Emily R. Siegel, Litigation Funder Certum Launches MSO Aimed at Mass Tort Firms, Bloomberg Law (Dec. 4, 2025):
“I think it’s an interesting strategy for litigation funders to kind of diversify what has traditionally been their bread and butter approach here involving debt instruments to look at equity opportunities,” said Josh Porte, a partner at Holland & Knight who advises on MSO transactions.
The service organizations, increasingly seen in the healthcare and accounting industries, are getting a closer look in the US legal market as a way for firms to raise capital and steer clear of restrictions on direct investments [by nonlawyers] in most states. . . .

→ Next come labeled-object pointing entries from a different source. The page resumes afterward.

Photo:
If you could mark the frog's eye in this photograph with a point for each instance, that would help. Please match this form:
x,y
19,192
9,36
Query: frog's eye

Paul Haskel & Paul Pollock, Litigation Funders Looking to Invest in Law Firms Face Hurdles, Bloomberg Law (Nov. 24, 2025):
[For licensed medical practices, s]tates such as New York and California restrain [the MSO] structure through fee-splitting prohibitions that limit the health-care MSO’s ability to capture profits from the practice. While many states prohibit non-professionals from directly influencing the physician/client relationship, the MSO’s ability to take on direct administrative functions and apply significant financial pressures enables them to exert substantial control. . . .
The use of MSOs in the law firm space is a much newer trend [that reflects, in part, increased demand for capital-intensive technology, even at smaller law firms] . . . .
Demographics also play a role. Many “founder” law firms are led by an aging generation that may be looking to scale back their duties and/or take some money off the table [by selling non-legal assets to an MSO]. . . .
[T]he growth in the law firm MSO space is bound to attract regulatory scrutiny. State bar associations and state judiciaries soon will raise concerns about the potential for private equity firms and litigation funders to exert undue influence over law firms and otherwise interfere with the attorney-client relationship.
Sujeet Indap, Private Equity Can Help Lawyers Grow as Rich as Their Clients, Fin. Times (Nov. 25, 2025):
[I]t’s a question of monetising the significant value locked up in the form of partnership equity. . . .
Not all the cash that flows into law firms through these innovative channels will necessarily go to line partners’ nest eggs. Some will inevitably fund signing-on bonuses for poached talent. Investments in technology, including artificial intelligence, have to be paid for too.